T Stock: Dividend and Growth Coming Together
If you asked me to pick one stock which is a good growth play and also provides a stable dividend income, AT&T Inc. (NYSE:T) stock is what I would choose. AT&T stock is a solid name when it comes to returning cash to investors. Yielding 5.2% on today’s stock price, this company has been increasing dividends every single year for the past 33 years.
The company’s most recent dividend increase was announced last month, when its board of directors approved a 2.1% hike in its quarterly dividend rate. With a quarterly dividend of $0.49 per share, the communications giant now pays out 84% of its free cash flow.

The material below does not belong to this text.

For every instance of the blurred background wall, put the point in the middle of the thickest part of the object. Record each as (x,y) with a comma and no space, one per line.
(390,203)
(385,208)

With a dividend yield of above five percent, AT&T is now one of the top companies on the S&P 500 that returns cash to investors. The average dividend yield for S&P 500 companies is just about two percent.
Now let’s talk about the company’s growth plan and what’s in store for investors in T stock if the company’s proposed merger with Time Warner Inc (NYSE:TWX) is approved. Since announcing the potential takeover of Time Warner for $85.4 billion last month, T stock decreased on concerns that this planned merger won’t get the regulatory approval. The deal is part of AT&T’s efforts to lead the next wave of innovation in converging media and communications industry. (Source: “AT&T, Time Warner shares dip with worries about deal clearance,” Reuters, October 24, 2016.)
The combined entity would offer the world’s best premium content, with the networks to deliver it however customers want it. Time Warner is a global leader in creating premium content, has the largest film and TV studios in world, and possesses an unrivaled library of entertainment.
On the other hand, AT&T delivers a high-speed mobile Internet network covering nearly 380-million people and businesses across the U.S. and Mexico. In the U.S., AT&T provides high-speed Internet in 29 markets, with plans to expand to 56 metro areas in total. AT&T also offers its pay TV services in 11 Latin American countries.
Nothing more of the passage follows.